Capturing computational environments

Last updated on 2026-01-14 | Edit this page

Estimated time: 10 minutes

Overview

Questions

What is a package manager?
What are virtual environments?
How can we use them to capture information about a specific computational environment?

Objectives

Develop a basic understanding of what a package manager does
Develop a conceptual understanding of virtual environments

Now you have a better idea of the challenges around computational reproducibility let’s look at how Package Managers and Virtual Environments can be used in conjunction to capture the ‘packages’ layer of your project’s computational environment.

What is a Package and a Package Manager?

As mentioned in the previous section, a package can be broadly defined as a bundle of code that is designed to accomplish a specific task. As the name suggests, a Package Manager is a tool used for adding, remove, upgrade, and keeping track of the packages installed for a particular piece of software (including programming languages).
As part of this course we will be using the Python programming language, and so we will be using Python’s built in package manager: pip. However, many of the concepts discussed apply to other programming languages.

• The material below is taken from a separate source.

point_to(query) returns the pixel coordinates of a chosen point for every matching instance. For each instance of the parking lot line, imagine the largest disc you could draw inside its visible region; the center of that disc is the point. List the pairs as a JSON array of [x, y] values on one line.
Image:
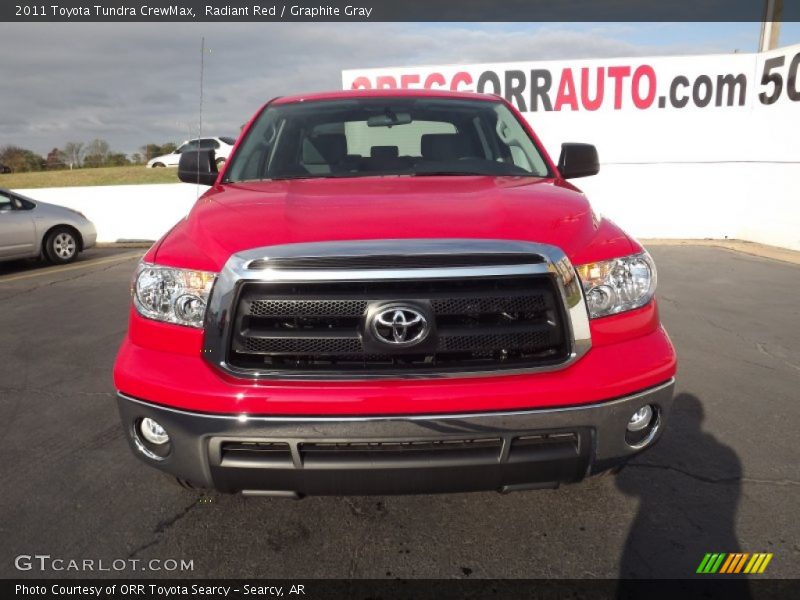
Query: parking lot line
[[80, 265]]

In the context of your code, the packages you install are also known as the dependencies for your code (i.e. your code depends on these packages being available to work). The packages you install will also have their own dependencies, and these dependencies may have their own dependencies. Generally this is not something you need to worry about, because as part of the installation process the package manager will work out the dependencies of all the packages that need to be installed (a process called dependency resolution), and then install them for you.

Callout

For example:

You want to install the pandas package, pip will check to see which other packages pandas needs and it will see that one of the dependencies of pandas is the numpy package.
So when you install pandas, pip will also install numpy for you.

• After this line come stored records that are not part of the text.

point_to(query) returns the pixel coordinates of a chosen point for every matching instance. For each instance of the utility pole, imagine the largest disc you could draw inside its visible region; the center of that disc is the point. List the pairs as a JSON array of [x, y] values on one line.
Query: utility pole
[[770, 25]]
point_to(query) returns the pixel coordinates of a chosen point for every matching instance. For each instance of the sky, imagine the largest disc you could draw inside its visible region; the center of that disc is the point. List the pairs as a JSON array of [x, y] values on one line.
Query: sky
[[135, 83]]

Package mangers will also keep track of the specific versions of the packages installed for a project, and can produce files allowing this information to be shared. This functionality is a key part of capturing a specific computational environment and we’ll return to it later.

Show details

You can learn more about Python packages and how to trun your code into a package in the FAIR4RS Packaging lesson

Callout

Where does pip get packages from?

When you install a package using pip it will typically access the Python Package Index (PyPI) to download and install that package.
PyPI is an online repository of over 500,000 packages, and is the most commonly used source for installing Python packages.

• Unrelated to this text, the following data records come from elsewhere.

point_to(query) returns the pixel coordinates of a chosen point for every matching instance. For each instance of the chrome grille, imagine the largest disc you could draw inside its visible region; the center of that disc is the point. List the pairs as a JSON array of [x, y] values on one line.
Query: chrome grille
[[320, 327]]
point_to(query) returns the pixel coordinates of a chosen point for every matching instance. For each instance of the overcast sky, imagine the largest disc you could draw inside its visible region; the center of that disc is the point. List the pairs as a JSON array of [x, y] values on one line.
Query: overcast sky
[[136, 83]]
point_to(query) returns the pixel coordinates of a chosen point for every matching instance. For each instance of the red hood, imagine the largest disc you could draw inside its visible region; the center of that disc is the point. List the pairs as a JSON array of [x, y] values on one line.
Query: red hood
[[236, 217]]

It is also possible to install packages from local files, private repositories, or even directly from Github repositories, but this is outside the scope of this lesson.

What are Virtual Environments?

By default when you use pip to install a package it will be installed in Python’s base environment, and so using pip alone for multiple projects will result in their dependencies sharing the same space.

Discussion

Can you think of a few reasons why this may be a problem?

Show me the solution

Different projects requiring different versions of the same package (Dependency clashes)
- Could be a package you use directly
- Could also be a dependency of a package you use
Difficulty identifying which packages are required for which projects (Isolating dependencies)

This diagram illustrates the situation:

In this example, ‘Project 1’ requires numpy v1.18 and while ‘Project 2’ doesn’t directly require a conflicting version of numpy, pandas requires at least v1.22. This creates a dependency clash - You cannot have both versions of this package installed in the same environment, so either:
- You break the older project’s computational environment, or
- You cannot develop your new code.
If you manage to resolve the dependency clash, you still have the issue that the additional dependencies (namely pillow) from ‘Project 1’ will also be captured as part of the computational environment for ‘Project 2’. This may not cause any issues, but it is generally not good practice:
- When capturing information about the computational environment for a project we only want to include exactly what is required for the reproduction of that project.

Virtual environments are a tool designed to solve both of these problems. Conceptually they work by creating a separate, self-contained space to install packages. Because these spaces are isolated from one another you are able to install different versions of the same package for different projects without creating dependency clashes. This isolation between projects also allows you to accurately capture which packages were used within a specific project, making it easier to recreate that aspect of the computational environment in a different context.
In Python there are several different tools you can use to create and manage virtual environments. We’ll discuss some of the options later, but for this course we’ll focus on Python’s built in virtual environment tool: venv.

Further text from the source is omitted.